Trump ‘all but certain’ to be charged with a new crime this summer: report
Donald Trump is “all but certain” to be indicted this summer, according to a report published Wednesday. It would be the second time the former president is hit with criminal charges this year.
“You could even mark it in your calendar” that Fulton Country District Attorney Fani Willis will issue the indictment between July 11 and Sept. 1, Vice reported.
In a letter to local law enforcement, Willis has “formally asked local officials to beef up security during that window, when she plans to announce charging decisions in her long-running investigation of Trump’s attempt to reverse his 2020 election defeat in Georgia,” the report said.
Titus Nichols, a former prosecutor in Georgia, told the outlet: “The Fulton DA’s letter makes it almost certain that Trump is getting indicted. There is no other reason to send something in writing to the sheriff.”
If it happens and Trump becomes the Republican presidential nominee for 2024, he will likely run while battling separate charges in New York and in Georgia.
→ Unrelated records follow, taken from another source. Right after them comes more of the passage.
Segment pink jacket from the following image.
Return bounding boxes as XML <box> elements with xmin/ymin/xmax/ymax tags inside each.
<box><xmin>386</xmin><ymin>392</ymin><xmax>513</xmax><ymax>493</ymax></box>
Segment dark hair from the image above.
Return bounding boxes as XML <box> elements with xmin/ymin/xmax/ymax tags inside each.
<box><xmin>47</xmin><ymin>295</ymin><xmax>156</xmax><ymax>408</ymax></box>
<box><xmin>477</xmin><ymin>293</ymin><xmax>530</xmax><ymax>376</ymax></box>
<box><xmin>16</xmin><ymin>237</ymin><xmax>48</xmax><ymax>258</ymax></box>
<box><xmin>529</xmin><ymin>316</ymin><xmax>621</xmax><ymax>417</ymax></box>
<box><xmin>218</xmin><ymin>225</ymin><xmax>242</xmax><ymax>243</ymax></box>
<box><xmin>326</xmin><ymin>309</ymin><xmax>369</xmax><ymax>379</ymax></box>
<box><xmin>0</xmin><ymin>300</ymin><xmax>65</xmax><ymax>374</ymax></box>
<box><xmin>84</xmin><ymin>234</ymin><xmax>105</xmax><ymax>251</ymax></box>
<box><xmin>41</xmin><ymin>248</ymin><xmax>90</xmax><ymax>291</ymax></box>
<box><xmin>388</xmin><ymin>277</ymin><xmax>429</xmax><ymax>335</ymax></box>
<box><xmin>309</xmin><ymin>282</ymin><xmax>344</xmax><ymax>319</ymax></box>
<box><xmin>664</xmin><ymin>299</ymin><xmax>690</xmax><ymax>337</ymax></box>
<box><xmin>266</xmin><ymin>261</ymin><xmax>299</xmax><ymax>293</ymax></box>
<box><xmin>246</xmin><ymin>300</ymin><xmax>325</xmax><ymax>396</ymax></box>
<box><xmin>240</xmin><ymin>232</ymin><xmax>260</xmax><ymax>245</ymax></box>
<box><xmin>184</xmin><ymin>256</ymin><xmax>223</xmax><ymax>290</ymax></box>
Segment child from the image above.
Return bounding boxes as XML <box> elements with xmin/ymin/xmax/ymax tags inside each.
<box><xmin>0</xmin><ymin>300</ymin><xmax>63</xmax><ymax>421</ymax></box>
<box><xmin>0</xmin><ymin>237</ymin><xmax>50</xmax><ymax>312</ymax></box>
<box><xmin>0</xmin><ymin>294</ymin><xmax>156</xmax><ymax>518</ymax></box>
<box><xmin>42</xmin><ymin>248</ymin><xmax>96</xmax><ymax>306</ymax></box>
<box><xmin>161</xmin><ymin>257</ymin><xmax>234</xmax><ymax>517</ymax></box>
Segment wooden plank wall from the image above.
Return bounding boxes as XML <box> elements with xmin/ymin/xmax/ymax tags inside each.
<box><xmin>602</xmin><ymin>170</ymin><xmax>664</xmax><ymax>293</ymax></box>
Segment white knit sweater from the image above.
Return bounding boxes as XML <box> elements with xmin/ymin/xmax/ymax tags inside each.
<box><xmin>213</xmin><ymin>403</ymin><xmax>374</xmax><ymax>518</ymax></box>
Last month, he was arraigned on felony charges accusing him of falsifying business records involving a hush money payoff to a porn star who claims to have been involved in an extramarital affair with him.
He’s also in the middle of a civil trial after E. Jean Carroll claimed he raped her decades ago and then defamed her by denying the attack.
Separately, Trump is being investigated in two federal probes that are looking into his attempts to deny the result of the 2020 election, and his stashing of classified government documents in his Florida home.
Willis’ letter to the Fulton County Sheriff expresses concern of unrest following Trump’s indictment, Vice reported.
“We have seen in recent years that some may go outside of public expressions of opinion that are protected by the First Amendment to engage in acts of violence that will endanger the safety of our community,” she wrote. “As leaders, it is incumbent upon us to prepare.”
Trump’s attorneys said in a statement that the letter doesn’t mean charges are imminent.“The public release of this letter does nothing more than set forth a potential timetable for decisions the Fulton County District Attorney’s Office previously announced would be coming,” it said.
Trump has denied all the allegations against him.